Firstly, whatever training platform you choose to use, if you put the time in, you will get fitter on the bike and you will enjoy your time on the Turbo Trainer ten fold compared to slogging away looking at your garage wall. I found that both platforms delivered results, improving my FTP, increasing my performance an ultimately providing me with the motivation to get on the bike. In the end the only thing that matters is that you get a good training session instead of becoming a couchlandrian!

If I’m honest, I find Zwift slightly more up my street as its not as one dimensional as The Sufferfest is. I think what The Sufferfest does, it does brilliantly. Workouts are enjoyable (as enjoyable as absolutely killing yourself can be anyway) and they are effective.

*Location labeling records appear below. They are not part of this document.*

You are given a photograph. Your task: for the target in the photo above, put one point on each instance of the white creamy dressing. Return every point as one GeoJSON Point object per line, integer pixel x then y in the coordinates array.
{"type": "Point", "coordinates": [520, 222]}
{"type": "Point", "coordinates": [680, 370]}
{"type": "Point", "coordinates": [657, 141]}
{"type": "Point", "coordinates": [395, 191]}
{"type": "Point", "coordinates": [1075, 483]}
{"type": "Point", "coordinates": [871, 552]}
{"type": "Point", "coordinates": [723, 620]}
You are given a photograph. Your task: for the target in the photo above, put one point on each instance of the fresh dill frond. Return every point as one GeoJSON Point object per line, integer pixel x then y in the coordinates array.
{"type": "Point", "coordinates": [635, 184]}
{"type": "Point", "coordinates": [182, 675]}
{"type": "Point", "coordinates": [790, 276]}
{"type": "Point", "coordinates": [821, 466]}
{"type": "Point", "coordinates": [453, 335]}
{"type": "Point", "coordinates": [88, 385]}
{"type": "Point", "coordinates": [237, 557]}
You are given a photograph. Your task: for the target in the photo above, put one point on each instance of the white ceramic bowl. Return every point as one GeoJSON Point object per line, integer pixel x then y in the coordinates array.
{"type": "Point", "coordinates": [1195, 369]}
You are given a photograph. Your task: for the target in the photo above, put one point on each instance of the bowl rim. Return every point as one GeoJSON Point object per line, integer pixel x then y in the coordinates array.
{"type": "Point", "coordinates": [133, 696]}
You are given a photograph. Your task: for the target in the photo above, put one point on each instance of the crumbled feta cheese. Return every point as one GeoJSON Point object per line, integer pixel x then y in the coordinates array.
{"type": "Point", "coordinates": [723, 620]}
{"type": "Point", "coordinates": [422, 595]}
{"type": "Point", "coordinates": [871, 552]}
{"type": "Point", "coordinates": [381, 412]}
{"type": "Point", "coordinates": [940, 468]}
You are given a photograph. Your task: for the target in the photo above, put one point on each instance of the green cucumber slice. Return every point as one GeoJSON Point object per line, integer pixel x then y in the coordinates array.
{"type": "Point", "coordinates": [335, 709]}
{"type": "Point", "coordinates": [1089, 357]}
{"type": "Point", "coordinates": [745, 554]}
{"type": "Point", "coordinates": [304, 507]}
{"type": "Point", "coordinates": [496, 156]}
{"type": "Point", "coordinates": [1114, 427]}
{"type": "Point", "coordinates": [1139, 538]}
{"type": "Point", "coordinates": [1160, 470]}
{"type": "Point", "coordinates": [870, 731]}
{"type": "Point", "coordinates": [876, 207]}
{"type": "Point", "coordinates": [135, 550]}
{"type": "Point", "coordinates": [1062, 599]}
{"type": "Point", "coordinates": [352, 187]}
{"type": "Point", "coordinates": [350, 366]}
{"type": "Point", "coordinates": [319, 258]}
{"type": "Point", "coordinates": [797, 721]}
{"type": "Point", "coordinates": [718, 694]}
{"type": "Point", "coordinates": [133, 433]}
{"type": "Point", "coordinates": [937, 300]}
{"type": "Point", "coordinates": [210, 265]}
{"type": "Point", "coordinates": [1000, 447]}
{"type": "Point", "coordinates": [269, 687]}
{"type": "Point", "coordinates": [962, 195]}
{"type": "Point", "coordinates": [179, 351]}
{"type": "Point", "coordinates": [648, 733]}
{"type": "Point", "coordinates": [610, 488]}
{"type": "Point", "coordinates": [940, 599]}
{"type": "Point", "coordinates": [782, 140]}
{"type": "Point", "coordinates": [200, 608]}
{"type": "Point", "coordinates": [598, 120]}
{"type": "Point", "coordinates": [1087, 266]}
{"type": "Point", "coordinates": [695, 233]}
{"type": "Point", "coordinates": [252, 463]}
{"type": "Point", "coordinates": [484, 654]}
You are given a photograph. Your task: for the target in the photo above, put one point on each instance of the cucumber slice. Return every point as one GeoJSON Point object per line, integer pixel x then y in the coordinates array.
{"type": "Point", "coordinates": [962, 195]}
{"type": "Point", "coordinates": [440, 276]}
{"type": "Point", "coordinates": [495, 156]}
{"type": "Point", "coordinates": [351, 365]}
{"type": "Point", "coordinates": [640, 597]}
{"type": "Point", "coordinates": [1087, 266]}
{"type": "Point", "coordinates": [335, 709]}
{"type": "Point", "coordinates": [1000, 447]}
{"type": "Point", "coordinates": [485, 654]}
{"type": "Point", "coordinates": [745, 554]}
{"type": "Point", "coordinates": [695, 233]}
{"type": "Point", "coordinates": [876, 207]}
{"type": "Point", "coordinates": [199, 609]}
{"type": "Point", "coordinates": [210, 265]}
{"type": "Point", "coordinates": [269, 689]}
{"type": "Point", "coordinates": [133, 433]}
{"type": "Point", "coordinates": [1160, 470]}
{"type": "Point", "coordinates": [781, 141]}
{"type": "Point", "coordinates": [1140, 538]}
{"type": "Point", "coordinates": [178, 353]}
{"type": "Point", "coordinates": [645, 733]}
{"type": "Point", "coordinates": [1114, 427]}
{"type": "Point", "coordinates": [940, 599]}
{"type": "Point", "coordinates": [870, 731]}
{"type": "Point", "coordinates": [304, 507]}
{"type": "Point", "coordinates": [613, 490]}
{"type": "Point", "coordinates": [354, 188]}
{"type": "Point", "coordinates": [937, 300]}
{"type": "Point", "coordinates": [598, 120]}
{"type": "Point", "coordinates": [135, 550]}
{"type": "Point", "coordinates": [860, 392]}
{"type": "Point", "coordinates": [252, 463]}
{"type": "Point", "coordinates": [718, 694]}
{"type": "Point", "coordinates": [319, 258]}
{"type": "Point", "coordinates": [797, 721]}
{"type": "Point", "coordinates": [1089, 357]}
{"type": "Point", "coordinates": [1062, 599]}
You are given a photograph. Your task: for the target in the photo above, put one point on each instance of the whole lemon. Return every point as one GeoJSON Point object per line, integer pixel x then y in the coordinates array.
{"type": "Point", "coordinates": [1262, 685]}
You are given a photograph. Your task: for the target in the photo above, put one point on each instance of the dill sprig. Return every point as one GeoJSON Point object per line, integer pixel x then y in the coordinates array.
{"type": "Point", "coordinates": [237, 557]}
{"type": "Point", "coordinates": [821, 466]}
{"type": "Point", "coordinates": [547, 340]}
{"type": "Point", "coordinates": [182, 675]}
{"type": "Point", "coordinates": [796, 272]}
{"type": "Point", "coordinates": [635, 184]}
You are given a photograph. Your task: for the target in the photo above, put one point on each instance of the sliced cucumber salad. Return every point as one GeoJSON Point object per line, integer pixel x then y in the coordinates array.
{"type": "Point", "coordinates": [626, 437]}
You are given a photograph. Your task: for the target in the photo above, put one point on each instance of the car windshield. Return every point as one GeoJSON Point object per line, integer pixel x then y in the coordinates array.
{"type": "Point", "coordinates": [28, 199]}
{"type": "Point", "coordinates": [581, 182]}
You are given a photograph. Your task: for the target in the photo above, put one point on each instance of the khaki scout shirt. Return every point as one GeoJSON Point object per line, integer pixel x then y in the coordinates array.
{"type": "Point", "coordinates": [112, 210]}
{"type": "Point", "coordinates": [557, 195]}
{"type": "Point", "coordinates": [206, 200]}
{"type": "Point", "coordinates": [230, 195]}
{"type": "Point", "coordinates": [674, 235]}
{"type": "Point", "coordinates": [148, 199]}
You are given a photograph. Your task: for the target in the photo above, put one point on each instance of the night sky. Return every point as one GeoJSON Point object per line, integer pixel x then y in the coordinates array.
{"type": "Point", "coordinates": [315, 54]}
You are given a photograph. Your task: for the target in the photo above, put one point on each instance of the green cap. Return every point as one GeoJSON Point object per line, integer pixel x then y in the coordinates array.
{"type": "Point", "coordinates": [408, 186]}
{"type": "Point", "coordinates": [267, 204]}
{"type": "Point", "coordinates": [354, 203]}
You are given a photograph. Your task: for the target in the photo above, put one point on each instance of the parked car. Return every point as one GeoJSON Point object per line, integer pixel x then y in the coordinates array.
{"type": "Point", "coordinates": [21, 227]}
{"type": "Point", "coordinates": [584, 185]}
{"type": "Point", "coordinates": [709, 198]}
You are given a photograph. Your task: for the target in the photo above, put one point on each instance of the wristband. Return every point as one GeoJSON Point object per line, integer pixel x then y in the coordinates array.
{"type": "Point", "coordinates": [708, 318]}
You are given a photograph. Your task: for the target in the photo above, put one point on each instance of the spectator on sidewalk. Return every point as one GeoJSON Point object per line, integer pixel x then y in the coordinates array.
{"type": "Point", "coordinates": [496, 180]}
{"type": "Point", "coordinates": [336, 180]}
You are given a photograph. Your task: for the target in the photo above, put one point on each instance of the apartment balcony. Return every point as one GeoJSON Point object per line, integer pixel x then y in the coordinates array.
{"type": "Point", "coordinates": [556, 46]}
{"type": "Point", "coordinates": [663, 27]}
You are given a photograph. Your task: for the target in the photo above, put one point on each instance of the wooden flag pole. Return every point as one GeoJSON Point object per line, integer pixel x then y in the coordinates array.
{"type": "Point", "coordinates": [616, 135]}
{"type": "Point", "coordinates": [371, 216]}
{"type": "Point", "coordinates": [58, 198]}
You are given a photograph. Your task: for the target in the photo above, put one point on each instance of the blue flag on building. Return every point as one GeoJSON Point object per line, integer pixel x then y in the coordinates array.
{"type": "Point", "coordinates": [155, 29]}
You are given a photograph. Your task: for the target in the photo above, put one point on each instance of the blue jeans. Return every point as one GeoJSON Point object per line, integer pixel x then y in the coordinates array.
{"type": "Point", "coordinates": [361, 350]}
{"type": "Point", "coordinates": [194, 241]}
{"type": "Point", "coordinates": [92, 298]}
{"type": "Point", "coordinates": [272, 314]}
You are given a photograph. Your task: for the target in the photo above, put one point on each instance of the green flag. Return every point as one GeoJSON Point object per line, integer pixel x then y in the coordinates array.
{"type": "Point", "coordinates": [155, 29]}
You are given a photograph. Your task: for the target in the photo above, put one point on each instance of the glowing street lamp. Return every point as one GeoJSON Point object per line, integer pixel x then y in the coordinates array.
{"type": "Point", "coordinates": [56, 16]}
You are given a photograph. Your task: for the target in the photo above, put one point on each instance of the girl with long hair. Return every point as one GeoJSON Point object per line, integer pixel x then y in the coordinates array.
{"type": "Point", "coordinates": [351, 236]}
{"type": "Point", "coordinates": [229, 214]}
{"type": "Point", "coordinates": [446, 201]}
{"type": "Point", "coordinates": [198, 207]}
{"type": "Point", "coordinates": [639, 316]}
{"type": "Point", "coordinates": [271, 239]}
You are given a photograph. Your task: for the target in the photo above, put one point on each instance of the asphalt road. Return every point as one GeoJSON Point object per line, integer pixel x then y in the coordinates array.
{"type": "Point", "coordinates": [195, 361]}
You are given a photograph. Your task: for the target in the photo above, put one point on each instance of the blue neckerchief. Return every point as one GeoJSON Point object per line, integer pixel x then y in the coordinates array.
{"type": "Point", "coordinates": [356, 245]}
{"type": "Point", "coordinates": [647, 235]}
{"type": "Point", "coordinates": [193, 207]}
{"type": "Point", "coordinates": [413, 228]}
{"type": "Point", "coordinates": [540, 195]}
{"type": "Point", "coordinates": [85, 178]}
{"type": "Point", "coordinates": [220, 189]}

Another thing worth mentioning is that I have never had a problem with The Sufferfest software. It has never crashed, disconnected or lagged out in any way, where as I’ve had very few, but still some connection issues with Zwift. Having said that, Zwift as a package I think is unparalleled in what it can offer right now. Workouts, social rides, racing, even just bumming around London on your own! The world is incredibly immersive and although not quite as good as getting out in the real world, its definitely as close as it gets right now.

If you only want to use the Turbo trainer for workouts and improving your FTP for the Summer season then subscribe to The Sufferfest. You will get plenty of good hard quality sessions to keep you occupied throughout the winter and in prime condition for the summer season. However if like me, you want more that just workouts, then Zwift is for you. Join a social ride, sit in a group, race in a Crit. Do all the things you want to do in real life but in relative discomfort of your home! And when the sun comes out and you get back on actual tarmac, you will be stronger and faster than ever!

 

Just to note, I’m yet to use TrainerRoad hence the reason I’ve not mentioned it. However I am lead to believe that it really stands out if you want a structured training plan. Perhaps I will try it for a future blog post!